BALDINGER. Danse Macabre
19 January - 16 February 2023

Resolution is the central concern in Baldinger's oeuvre, whether through square grids or blurring of the motif. It also returns to the fore in Baldinger's most recent works reworking Holbein's Pictures of Death.

To this day, art history does not have a clear definition of the motif of the dance of death, the first known representations go back to the 14th century. What unites them all is their message: "All people are equal in death."

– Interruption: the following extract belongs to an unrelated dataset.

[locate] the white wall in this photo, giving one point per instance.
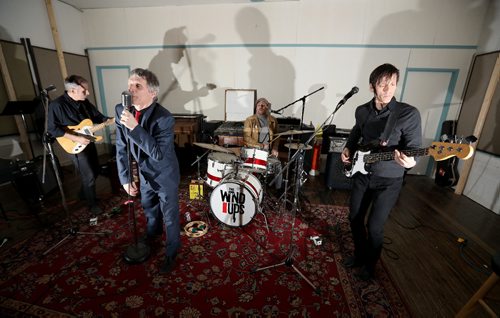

1526 Hans Holbein the Younger created 41 woodcut designs on the theme of the Dance of Death, which were published in 1538 as a book by Hans Holbein. As an innovation compared to medieval dances of death, Holbein divided the dance-like procession of the dying into separate individual images in which the death meets individual representatives of the estates. Holbein's cycle begins with the creation, he progresses to the fall of man, the expulsion from paradise, comes to the fates of individual professional and social groups and finally ends with the Last Judgment. What is special about Holbein's Dance of Death is the enumeration of the individual fates according to status. The first person to die is the Pope and the end is the death of a child. The entire work is to be understood as a critique of morals and estates, for example death puts an end to the bribery of the emperor as the highest earthly judge or the worldly pursuit of goods by the cardinal. However, the central message here is that contrary to all the efforts of the living, in the end all status differences will be dissolved.

Holbein's original drafts are just about 5 cm tall, while the motifs in Baldinger's Danse Macabre are enlarged to a comparatively gigantic size and almost completely dissolved by being superimposed with a very coarse grid. In the series Baldinger tries to take away the horror of the inevitable by anticipating the process in the works.